# Giant Stuffed Venison Burgers  with Q-View



## woody2140 (Apr 11, 2011)

Well i have never tried stuffed burgers in the smoker, but this worked out great. i pulled out about 4 lbs of ground venison, added salt, pepper, garlic salt, oregano, paprika and basil and mixed it all together. made some huge patties and made a bowl out of the bottom one.








then stuffed them with smoked hot pepper cheese, mild pepper rings and american cheese.







put the tops on and made sure it was solid so nothing leaked.







threw them in the mes 30 at 250 degrees for an hour along with some sausage.







removed them from the smoker and off to the grill to finish.

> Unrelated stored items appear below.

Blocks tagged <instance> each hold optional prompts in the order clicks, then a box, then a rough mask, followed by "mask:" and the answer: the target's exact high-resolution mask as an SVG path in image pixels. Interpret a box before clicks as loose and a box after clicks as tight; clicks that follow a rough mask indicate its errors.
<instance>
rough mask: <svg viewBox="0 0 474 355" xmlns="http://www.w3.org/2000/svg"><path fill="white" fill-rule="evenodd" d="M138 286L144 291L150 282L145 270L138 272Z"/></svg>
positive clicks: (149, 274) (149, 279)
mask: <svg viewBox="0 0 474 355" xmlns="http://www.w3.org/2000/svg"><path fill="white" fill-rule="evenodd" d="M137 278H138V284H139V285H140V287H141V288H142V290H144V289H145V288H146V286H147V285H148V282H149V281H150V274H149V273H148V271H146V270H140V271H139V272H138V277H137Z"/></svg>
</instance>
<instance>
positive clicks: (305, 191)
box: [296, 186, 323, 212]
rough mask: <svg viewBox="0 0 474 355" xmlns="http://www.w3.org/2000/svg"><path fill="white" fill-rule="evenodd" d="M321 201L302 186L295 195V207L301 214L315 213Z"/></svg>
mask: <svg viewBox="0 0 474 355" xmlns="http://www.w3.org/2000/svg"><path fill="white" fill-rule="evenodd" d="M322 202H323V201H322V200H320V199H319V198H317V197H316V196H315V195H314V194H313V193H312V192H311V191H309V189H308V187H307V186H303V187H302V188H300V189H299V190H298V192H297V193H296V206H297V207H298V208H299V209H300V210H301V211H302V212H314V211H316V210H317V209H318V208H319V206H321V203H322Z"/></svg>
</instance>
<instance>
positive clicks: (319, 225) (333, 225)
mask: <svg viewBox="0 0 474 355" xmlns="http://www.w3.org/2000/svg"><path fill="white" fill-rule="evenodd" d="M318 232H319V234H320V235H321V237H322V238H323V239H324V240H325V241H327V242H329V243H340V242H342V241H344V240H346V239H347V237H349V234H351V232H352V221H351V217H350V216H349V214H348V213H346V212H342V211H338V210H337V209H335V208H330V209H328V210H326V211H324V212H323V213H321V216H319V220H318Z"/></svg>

and the finished product. expected alot more smoke to be absorbed by the meat from what i read. wasn't disappointed at all but will start leaving them in the smoker for another 30 minutes till i find the smokyness that i am looking for. The kids loved them and the sausage went pretty quick also.


----------



## les3176 (Apr 11, 2011)

They look great!!! I have never tried smoked burgers before either,if i keep seeing them on here....i'm going to have to try it!!!!


----------



## beer-b-q (Apr 12, 2011)

Looks Great, Bet they tasted great too...


----------



## tyotrain (Apr 12, 2011)

Man them look so good.. Nice job bet they were tasty


----------



## rbranstner (Apr 12, 2011)

Smoked burgers rock. If you are looking for a heavy smoke flavor you probably have to leave them in longer.


----------



## Bearcarver (Apr 12, 2011)

Nice Job Woody!

Bear


----------



## SmokinAl (Apr 12, 2011)

They sure look good from here. When I smoke them I just leave them on the smoker until they are done. They usually take 1 1/2 to 2 hours depending on their size.


----------